Neurocardiogenic syncope, also called vaso-vagal syncope or “simple faints” is the most common type of syncope, not usually causally associated with hypertension.
Beta receptors are of 2 types: Beta-1 and Beta-2. Those in the heart are mostly Beta-1; those in the lungs, mostly Beta-2. Beta-blockers come in 2 forms: selective and non-selective. Selective beta-blockers, such as metoprolol, act primarily on the Beta-1 receptors in the heart. Non-selective beta-blockers, such as propranolol act on both types of receptors, in both heart and lungs. Propranolol and other medicines in its class are capable of evoking bronchospasm in people with asthma. Metoprolol is selective, but not entirely so; thus, asthma worsens in some people given this “selective” medicine and you may be one of them.

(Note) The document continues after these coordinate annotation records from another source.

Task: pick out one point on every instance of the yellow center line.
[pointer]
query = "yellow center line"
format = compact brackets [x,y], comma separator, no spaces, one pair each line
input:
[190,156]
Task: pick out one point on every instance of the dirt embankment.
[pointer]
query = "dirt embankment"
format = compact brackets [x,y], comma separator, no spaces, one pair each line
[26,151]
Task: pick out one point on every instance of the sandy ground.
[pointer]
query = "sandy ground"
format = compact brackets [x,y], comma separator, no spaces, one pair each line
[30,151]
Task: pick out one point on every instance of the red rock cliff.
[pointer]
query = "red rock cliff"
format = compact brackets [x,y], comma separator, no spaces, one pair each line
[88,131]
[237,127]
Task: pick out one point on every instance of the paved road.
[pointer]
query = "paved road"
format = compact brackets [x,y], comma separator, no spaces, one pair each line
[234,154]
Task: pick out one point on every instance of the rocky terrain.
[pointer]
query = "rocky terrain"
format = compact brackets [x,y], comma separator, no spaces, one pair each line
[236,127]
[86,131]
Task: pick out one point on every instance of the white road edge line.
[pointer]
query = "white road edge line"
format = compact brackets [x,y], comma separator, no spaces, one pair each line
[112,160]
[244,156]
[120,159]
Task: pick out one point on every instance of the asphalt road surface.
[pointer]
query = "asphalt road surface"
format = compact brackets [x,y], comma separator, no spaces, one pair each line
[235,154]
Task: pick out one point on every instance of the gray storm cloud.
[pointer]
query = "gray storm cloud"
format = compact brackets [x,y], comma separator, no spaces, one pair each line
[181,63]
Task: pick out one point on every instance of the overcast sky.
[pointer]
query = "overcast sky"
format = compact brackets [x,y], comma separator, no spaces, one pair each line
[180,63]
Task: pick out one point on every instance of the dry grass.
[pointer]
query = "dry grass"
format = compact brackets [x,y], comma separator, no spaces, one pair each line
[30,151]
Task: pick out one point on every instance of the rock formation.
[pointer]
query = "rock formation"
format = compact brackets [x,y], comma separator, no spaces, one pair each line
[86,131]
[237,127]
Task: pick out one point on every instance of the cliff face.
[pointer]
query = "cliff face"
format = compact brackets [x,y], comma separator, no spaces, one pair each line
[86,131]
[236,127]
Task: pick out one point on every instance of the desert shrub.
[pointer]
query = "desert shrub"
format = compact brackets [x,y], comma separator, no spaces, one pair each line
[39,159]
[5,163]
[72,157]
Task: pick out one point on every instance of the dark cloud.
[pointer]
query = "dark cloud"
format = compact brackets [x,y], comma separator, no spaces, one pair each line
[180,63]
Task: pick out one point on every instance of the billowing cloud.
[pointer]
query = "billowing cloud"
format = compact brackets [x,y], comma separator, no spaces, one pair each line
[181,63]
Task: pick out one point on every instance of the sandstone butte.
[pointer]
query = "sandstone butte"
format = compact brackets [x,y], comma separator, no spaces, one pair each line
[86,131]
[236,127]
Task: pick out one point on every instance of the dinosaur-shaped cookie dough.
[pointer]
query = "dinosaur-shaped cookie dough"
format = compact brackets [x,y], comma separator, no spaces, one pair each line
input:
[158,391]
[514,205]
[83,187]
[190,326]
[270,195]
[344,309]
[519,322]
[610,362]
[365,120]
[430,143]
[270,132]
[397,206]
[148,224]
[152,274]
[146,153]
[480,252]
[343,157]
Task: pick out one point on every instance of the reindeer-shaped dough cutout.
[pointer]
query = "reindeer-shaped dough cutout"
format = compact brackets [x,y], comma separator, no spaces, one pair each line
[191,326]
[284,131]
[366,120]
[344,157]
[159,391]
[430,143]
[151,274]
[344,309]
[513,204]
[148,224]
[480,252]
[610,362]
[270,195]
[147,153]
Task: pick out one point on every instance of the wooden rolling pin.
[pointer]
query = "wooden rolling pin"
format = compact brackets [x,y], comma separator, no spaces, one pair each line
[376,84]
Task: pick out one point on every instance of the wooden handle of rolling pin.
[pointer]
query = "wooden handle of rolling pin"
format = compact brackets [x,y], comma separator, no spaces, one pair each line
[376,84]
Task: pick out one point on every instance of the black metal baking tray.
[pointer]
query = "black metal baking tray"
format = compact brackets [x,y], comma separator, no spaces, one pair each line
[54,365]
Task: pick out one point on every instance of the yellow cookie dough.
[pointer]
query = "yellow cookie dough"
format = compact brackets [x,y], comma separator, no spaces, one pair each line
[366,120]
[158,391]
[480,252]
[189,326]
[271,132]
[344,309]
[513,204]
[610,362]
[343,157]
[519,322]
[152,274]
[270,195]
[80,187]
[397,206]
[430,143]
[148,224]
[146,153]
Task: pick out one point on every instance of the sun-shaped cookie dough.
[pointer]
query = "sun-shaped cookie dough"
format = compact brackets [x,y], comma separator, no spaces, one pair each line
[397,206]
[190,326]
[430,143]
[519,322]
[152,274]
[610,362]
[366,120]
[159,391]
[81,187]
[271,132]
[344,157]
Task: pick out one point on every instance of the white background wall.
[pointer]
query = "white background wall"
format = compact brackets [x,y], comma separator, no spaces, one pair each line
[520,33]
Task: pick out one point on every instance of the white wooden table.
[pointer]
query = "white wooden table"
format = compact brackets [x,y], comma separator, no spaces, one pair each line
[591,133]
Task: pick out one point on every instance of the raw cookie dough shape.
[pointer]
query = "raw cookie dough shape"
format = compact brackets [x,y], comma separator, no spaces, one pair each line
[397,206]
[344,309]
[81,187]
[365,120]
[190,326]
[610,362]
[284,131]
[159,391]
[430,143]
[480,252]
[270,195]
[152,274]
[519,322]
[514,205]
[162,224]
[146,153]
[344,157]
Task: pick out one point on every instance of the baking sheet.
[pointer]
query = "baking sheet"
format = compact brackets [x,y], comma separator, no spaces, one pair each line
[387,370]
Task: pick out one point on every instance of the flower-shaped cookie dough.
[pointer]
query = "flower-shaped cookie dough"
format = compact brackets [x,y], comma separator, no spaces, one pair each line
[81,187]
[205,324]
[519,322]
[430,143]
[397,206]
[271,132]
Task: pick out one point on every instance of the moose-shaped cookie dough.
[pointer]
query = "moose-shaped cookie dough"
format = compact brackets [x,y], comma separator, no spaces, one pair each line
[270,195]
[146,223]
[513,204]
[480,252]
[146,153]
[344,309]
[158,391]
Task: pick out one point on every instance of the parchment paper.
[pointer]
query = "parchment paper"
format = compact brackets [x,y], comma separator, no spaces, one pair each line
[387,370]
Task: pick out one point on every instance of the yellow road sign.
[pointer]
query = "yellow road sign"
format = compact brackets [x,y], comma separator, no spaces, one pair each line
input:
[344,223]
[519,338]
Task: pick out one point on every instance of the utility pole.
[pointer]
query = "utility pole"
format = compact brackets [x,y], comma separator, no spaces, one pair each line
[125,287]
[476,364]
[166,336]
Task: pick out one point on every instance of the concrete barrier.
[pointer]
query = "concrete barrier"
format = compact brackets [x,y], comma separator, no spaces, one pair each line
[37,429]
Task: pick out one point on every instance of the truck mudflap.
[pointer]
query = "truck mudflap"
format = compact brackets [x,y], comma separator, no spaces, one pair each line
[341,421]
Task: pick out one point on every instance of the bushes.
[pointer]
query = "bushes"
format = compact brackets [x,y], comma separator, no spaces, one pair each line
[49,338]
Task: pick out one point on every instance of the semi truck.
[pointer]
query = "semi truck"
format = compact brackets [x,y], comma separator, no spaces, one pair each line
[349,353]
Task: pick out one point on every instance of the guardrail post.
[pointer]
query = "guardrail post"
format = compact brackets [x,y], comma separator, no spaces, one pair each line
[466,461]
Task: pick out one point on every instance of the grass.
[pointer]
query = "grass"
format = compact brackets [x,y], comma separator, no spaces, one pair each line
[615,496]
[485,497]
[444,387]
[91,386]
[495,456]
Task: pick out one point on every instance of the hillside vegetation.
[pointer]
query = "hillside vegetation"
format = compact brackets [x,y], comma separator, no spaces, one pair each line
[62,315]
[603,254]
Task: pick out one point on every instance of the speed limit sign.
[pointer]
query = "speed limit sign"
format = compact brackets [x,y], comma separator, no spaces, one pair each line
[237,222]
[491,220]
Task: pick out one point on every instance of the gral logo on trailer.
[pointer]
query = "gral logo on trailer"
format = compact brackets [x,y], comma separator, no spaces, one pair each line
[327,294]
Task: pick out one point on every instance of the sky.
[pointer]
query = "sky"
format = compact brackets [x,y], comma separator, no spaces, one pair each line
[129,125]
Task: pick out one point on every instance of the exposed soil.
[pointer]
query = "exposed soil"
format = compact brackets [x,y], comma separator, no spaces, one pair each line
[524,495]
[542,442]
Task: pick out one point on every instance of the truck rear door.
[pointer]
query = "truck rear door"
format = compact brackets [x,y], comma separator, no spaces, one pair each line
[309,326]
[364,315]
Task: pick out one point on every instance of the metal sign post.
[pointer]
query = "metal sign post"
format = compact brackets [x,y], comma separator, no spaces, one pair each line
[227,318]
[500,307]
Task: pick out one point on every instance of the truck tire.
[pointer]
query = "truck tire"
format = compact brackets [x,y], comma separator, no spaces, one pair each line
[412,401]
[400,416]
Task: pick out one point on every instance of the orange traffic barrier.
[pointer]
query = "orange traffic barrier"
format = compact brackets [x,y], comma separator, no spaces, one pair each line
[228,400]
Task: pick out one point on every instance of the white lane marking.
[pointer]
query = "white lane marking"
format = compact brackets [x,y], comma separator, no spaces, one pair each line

Your doctor may have prescribed the metoprolol for both relief of the syncope and treatment of your hypertension. There are many other anti-hypertensive medicines that will control your hypertension without aggravating your asthma. However, if the metoprolol is absolutely necessary for the control of your syncope and there is no other medicine that will suffice you and your doctor may want to look to ways to reduce its adverse effects on your lungs. Two such would be: 1) a reduction in metoprolol dose, and 2) the addition of non cardio-stimulatory asthma medicines to your regimen to counter-act the seeming impact of the metoprolol on your lungs. This would best be expedited by a conversation between your electrophysiologist and your asthma doctor. The 2 of them could also decide upon which anti-hypertensive medicines might be best, for example hydrochlorothiazide being an effective anti-hypertensive with no effect on one’s lungs.